As soon as everyone had eaten, the dishes were put aside until a more convenient time to make way for what Lacey had been dreaming about constantly for several weeks: cleaning the toilet with her own special brush. In the history of our marriage and child-raising, this was a red-letter day on our calendar. We decided to document it on film.
Impatiently, Lacey ripped open the package, grudgingly receiving help to join the two pieces of the cleaning wand together, before she jammed a new, chemical-laden, septic-compatible, dissolvable paper brush head onto the business end.

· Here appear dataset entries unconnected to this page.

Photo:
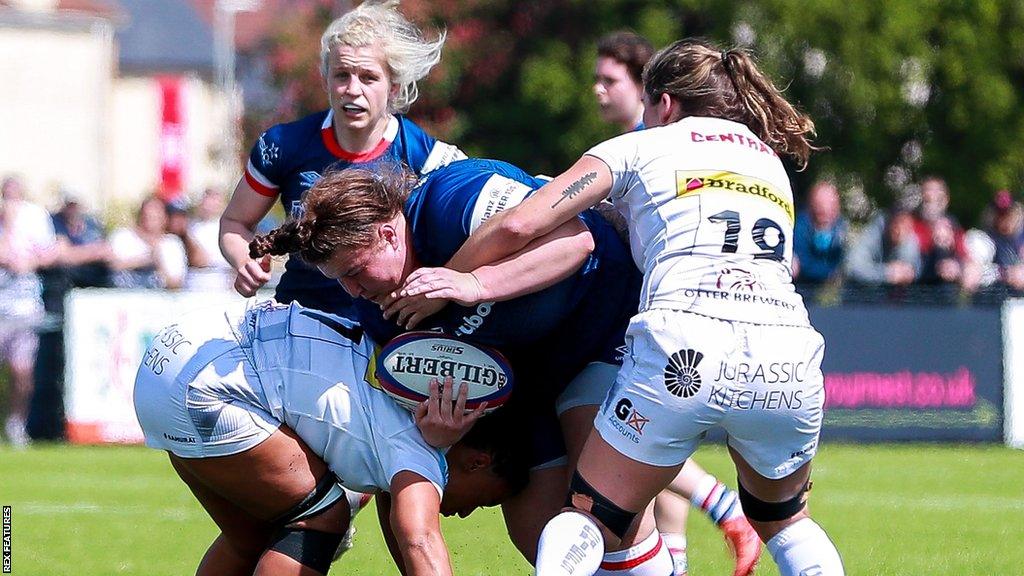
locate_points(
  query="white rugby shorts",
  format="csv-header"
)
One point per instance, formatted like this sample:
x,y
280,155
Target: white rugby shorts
x,y
685,373
197,394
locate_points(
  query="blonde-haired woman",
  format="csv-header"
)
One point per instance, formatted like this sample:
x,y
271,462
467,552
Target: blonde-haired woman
x,y
371,60
721,337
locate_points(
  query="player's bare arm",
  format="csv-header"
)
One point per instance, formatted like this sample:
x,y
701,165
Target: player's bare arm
x,y
415,524
244,211
583,186
541,263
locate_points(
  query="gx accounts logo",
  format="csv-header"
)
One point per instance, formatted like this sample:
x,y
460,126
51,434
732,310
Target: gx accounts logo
x,y
681,376
628,414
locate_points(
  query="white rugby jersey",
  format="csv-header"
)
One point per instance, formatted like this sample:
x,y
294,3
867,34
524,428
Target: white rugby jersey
x,y
314,368
711,217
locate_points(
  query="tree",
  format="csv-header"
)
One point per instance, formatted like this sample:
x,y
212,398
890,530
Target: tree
x,y
897,88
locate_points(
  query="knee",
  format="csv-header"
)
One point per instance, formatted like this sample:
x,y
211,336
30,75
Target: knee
x,y
769,519
584,497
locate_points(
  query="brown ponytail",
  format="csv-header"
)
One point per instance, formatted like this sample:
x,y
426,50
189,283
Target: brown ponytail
x,y
340,211
728,84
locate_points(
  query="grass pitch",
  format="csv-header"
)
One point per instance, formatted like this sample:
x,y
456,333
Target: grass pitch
x,y
891,509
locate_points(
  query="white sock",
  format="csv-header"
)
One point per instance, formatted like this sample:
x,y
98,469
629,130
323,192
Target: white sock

Meanwhile, the rest of us connected the un-charged camcorder to the power adapter and moved en masse to the bathroom.
Like a racehorse that has waited and trained all its life for the big day, Lacey was finally off: gleefully attacking the toilet bowl with a vengeance, while Lizzie, Rachel, and Damien crowded into the small bathroom, with my husband and me leaning over and around them, trying to see and/or record it all for posterity. Lacey had definitely waited too long for the blessed event because for several long minutes, although her siblings asked her politely, she indicated that she couldn’t possibly see herself sharing this special privilege with anyone else any time soon. Several times, she nudged and elbowed Rachel and Damien out of the way, while they pleaded with her to have a little mercy and stop being so selfish.
Later, as her siblings were finally allowed to share in the fun, my husband was able to get close enough to the toilet to observe, “Would you look at that? It really does remove old stains!”
We all get a kick out of remembering this time. I had to laugh one day when Lacey told me that it didn’t bring lasting happiness after all: “Lizzie used up all my toilet bowl brush heads without asking!” But it was November again. And Lacey’s birthday was just around the corner.
Was that fun story, or what? (Really, if I hear anyone say, “Or what!” I may have to just go clean something!)
Life gets messy sometimes. Thank God for good cleaning tools!
But when life gets overwhelmingly messy and out of order, then what do you do? For the Christian, we have the assurance that God is there for us, ready and willing to deal with the mess we find ourselves in, while treating His fallen ones with the kindness and gentleness we all long for, but often fail to find in people. And He calls to us, “Come to me, all you who are weary and burdened, and I will give you rest. Take my yoke upon you and learn from me, for I am gentle and humble in heart, and you will find rest for your souls. For my yoke is easy and my burden is light.” – Matthew 11:28-30 NIV.
Can you hear Jesus calling to you? Would you like to find the rest He promises? Did you know that He is already seeking you?